He couldn’t hold her gaze, lifted his hands again. “None of this is any of my business, but I think he means well.” He glanced back at her. “Don’t you?”
“I really have no idea.”
“Can I level with you, Marian?”
“Sure.”
Trout cleared his throat, stretched his mouth in a wide grimace. “You’d be doing me a big favor. He’s gotten it into his head that I should teach you to fly. I’m a good teacher. I promise. And I do other flying for him. Transport flying. Up north. You follow?”
Of course. No wonder there were no seats for passengers. The plane was for bringing liquor from Canada. She shook her head at her own slowness.
“No?” he said.
“No, I follow. I just…feel stupid.”
He pointed the butt of his bottle at the plane. “You can put skis on it, handy for winter. You can put on floats and land on water. What I bring back is only a drop in the bucket, but your friend is smart enough to know that you get enough drops and pretty soon you’ve got a full bucket.”
Skis! She momentarily forgot her crisis, so thrilling was this idea. “You land on skis?”
“Learn to fly with me and you will, too.”
Here was a new image to ponder and burnish. Herself swooping the Travel Air low over a smooth white plain, sending up rooster tails of powder as she landed.
“I’ve got a wife and kids. I’d owe you a big one.” He offered a sad twist of his long lips. From inside his jacket he pulled a notebook and a pencil and handed them to her. “Here. You keep track of your flights in it.”
The logbook’s pages were ruled, and there were headings for Date, Aircraft, Aircraft Number, Engine Type, Weather, Duration, and Notes. Trout handed her the pen. “Go on and fill out the first line.” When she paused at Duration, he said, “Thirty-seven minutes. Then put ‘instruction’ under Notes. Geez, you have terrible handwriting.”

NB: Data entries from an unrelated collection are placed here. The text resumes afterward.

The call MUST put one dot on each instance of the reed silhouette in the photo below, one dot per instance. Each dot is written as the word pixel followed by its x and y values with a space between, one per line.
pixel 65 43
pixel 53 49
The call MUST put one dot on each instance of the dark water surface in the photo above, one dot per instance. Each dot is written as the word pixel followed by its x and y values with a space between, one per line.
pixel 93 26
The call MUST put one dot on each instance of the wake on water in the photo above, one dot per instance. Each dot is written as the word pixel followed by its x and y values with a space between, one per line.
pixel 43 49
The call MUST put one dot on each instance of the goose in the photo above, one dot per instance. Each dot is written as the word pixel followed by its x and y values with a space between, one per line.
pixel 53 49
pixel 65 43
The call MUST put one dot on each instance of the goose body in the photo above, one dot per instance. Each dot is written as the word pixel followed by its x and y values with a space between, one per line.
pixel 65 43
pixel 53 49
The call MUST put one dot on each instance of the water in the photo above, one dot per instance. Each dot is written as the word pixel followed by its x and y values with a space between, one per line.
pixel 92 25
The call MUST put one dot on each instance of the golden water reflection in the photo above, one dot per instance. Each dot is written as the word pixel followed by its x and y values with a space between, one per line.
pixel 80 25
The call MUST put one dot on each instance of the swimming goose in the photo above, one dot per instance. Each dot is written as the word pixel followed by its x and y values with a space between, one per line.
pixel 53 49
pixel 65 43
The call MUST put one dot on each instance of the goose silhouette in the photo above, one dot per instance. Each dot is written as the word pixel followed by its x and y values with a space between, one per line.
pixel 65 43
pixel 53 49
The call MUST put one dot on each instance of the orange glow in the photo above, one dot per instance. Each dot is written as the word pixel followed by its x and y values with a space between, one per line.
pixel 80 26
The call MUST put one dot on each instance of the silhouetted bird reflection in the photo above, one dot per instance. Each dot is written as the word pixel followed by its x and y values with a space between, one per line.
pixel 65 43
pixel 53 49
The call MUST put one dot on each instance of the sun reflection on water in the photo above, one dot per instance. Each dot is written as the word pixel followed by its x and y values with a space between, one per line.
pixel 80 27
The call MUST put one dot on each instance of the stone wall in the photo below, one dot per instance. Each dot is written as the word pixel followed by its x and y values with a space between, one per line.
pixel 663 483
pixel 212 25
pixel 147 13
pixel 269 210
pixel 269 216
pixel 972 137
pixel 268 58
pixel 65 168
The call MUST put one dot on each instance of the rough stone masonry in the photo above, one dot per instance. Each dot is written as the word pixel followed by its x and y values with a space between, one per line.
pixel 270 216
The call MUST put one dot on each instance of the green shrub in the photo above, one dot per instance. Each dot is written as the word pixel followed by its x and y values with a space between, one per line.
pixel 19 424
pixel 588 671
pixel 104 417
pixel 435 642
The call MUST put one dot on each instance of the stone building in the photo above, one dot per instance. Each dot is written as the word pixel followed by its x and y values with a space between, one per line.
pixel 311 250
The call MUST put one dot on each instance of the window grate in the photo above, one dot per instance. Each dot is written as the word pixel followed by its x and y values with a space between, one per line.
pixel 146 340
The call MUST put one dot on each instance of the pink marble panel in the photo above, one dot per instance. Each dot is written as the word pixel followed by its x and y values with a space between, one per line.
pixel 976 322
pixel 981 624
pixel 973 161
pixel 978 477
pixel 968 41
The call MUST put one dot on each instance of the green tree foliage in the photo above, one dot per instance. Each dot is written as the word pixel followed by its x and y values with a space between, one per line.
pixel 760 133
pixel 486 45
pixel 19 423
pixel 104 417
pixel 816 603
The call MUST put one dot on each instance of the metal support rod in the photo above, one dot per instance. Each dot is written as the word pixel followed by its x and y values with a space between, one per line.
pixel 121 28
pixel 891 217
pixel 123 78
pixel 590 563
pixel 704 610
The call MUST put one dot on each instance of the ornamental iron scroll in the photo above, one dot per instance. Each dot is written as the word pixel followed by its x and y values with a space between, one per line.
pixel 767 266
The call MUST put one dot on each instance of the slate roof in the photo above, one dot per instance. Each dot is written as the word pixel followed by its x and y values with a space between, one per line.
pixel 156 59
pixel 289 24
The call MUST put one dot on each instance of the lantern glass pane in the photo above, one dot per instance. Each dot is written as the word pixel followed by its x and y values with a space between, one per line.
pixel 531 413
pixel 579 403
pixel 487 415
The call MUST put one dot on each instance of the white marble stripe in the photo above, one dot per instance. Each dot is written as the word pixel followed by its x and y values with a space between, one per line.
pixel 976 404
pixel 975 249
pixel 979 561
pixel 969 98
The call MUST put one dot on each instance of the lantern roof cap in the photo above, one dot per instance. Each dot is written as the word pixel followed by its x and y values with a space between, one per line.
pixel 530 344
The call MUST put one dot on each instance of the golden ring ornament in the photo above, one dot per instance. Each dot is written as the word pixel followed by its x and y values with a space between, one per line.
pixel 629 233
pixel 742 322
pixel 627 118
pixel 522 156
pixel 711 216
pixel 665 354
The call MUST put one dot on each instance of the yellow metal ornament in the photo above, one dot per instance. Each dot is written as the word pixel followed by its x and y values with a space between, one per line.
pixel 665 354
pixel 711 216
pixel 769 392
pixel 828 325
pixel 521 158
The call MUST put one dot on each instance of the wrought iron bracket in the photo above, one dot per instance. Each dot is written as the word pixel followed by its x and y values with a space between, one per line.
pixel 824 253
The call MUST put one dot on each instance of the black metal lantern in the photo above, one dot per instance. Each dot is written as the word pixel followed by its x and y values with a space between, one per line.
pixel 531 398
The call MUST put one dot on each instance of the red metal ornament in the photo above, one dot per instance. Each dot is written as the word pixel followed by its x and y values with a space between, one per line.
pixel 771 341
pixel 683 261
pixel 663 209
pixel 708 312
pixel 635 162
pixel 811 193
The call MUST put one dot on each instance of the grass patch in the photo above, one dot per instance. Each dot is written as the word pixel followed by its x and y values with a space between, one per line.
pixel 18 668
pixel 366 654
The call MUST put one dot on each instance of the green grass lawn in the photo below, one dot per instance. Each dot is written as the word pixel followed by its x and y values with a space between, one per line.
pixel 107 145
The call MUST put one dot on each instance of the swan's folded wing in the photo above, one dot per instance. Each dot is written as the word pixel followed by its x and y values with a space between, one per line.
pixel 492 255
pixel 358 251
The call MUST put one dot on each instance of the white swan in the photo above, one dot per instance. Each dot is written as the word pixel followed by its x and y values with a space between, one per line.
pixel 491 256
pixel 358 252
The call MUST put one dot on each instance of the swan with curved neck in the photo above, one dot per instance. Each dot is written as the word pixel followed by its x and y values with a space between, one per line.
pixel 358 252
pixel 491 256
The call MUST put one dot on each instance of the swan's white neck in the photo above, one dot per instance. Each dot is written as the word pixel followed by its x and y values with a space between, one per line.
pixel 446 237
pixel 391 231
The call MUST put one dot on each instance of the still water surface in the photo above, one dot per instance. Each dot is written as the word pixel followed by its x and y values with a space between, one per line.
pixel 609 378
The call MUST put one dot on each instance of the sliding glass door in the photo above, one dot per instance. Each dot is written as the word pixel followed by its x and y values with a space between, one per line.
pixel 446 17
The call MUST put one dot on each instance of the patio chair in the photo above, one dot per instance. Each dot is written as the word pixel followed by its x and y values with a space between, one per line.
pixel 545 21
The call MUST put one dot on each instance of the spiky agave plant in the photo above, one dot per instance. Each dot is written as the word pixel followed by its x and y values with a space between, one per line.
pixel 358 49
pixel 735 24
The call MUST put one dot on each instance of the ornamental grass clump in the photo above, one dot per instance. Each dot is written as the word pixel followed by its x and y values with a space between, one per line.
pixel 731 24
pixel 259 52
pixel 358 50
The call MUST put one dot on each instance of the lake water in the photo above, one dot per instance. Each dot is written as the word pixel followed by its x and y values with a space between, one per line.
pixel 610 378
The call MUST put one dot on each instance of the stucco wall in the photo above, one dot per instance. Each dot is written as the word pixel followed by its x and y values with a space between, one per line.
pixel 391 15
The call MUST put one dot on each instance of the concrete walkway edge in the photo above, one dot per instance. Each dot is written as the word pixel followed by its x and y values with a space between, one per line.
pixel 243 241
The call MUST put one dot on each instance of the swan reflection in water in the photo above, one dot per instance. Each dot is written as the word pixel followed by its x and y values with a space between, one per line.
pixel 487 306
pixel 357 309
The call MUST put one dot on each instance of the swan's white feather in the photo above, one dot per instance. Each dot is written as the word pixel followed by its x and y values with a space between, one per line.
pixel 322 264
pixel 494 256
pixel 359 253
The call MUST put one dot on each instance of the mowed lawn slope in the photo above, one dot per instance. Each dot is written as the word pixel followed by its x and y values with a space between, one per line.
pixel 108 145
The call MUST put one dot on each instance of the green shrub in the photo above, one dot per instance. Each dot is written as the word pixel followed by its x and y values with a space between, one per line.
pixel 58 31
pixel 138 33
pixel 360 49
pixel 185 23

She tried to hand the logbook back to him, but he said, “No, it’s yours. Keep it. And I almost forgot. I’m supposed to tell you happy birthday.”
“It was yesterday,” she said.
She and Jamie were fifteen.
* * *
—
Marian drove from the airfield to the green-and-white house. She knocked at the front door, kept knocking until Sadler opened it. “He’s not here,” he said.

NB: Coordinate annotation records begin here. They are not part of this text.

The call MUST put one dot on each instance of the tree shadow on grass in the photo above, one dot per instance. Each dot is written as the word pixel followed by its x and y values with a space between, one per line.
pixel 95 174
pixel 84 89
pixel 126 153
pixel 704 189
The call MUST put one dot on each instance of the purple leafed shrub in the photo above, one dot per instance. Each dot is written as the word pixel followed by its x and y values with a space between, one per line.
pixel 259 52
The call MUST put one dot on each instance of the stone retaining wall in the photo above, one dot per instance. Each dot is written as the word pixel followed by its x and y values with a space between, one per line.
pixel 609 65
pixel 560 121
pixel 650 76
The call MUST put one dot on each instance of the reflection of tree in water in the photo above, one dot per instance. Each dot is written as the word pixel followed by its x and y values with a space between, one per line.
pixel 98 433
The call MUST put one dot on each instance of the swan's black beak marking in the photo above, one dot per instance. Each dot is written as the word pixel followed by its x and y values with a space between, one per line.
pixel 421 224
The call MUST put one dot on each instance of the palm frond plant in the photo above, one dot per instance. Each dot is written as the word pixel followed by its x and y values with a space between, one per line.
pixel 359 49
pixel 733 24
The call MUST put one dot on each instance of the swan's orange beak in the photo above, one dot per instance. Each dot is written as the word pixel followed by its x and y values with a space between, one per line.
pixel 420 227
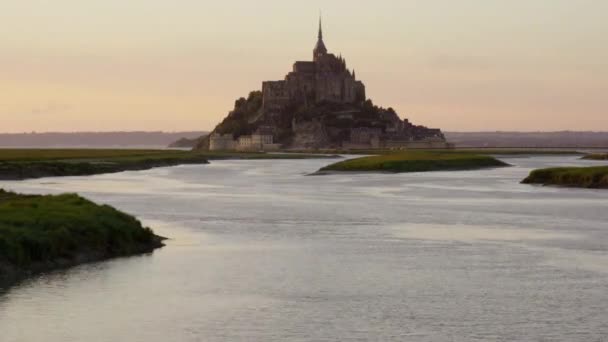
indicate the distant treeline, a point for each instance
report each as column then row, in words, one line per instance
column 95, row 139
column 528, row 139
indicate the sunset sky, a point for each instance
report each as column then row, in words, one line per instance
column 466, row 65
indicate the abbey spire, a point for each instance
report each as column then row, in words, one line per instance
column 320, row 49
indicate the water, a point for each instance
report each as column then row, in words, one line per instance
column 260, row 252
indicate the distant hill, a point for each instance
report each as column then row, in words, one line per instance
column 95, row 139
column 528, row 139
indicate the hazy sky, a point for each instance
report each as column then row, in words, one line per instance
column 68, row 65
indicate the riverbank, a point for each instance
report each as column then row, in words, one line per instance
column 595, row 177
column 596, row 156
column 414, row 161
column 43, row 233
column 19, row 164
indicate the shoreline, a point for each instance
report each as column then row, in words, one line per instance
column 43, row 233
column 11, row 275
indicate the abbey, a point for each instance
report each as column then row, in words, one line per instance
column 325, row 78
column 320, row 104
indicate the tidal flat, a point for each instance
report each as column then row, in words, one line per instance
column 260, row 252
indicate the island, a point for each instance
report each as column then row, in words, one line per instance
column 415, row 161
column 19, row 164
column 42, row 233
column 320, row 103
column 594, row 177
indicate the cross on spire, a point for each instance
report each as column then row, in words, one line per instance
column 320, row 26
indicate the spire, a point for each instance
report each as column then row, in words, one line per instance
column 320, row 27
column 320, row 49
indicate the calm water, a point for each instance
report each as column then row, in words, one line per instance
column 261, row 252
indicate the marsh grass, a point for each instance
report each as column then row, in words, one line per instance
column 16, row 164
column 37, row 229
column 582, row 177
column 416, row 161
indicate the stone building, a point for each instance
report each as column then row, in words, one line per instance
column 325, row 78
column 221, row 142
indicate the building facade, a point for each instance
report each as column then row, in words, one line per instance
column 325, row 78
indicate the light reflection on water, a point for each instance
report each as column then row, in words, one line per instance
column 260, row 252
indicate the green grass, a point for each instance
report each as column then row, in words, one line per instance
column 482, row 151
column 16, row 164
column 596, row 156
column 41, row 230
column 416, row 161
column 581, row 177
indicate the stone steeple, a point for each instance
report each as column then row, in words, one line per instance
column 320, row 49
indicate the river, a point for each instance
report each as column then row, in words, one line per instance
column 261, row 252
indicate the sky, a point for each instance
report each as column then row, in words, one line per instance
column 466, row 65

“You tell him,” Marian said, “I have a condition.”
“Oh?”
“When I’m qualified I’ll go to work for him flying across the line. I don’t need charity.”
“He won’t agree.”
“That’s fine,” Marian said, “because, like I told him, I never wanted to fly anyway.”
They stared at each other, and she intuited how much Sadler disliked her for complicating his duties. None of it was her fault, she wanted to say. Barclay could have just left her alone. “You’ll tell him?”
Sadler rubbed his cheek as though testing his shave. “You want my advice?”
The question exhausted Marian. “How should I know if I do without getting it?”
He studied her for a long moment, said, “I’ll tell him.” He shut the door.
As she drove back to Stanley’s, she pressed on the accelerator. The boxy old delivery truck swayed around the turns. Giddily she imagined pulling back on the steering wheel, feeling the tires part from the road. Barclay would agree. She knew in her gut he would. He wouldn’t mean it, would have some plan for going back on his word, but she wouldn’t let him. She was going to learn to fly, and then she was going to go to work as a pilot. A force was pressing up from under her. Lift. It was lift.
Manifest, Manifest
Six
Once, when I was fifteen and on hiatus from Katie McGee, my dirtbag friend Wesley and I liberated Mitch’s Porsche in the middle of the night so we could drive out to the desert to drop acid and watch the sunrise. We’d had visions of lying on boulders under the starry sky, but it was freezing and windy, and we ended up sitting in the car with the heater on. Once the drugs kicked in, I didn’t like how his face looked. I kept trying to focus on anything except him, but his horrible face kept looming closer and closer, gray and papery and blank, as though someone were shoving a wasp nest at me. Dawn had been a red slit, night sliced open with a scalpel, with the bristly silhouettes of Joshua trees raising their clubbed arms against it.
When I came back, Mitch, who was in one of his periods of sobriety, was lying out by our pool with the newspaper. “Where’s my car been?” he asked when I flopped onto the chaise next to him.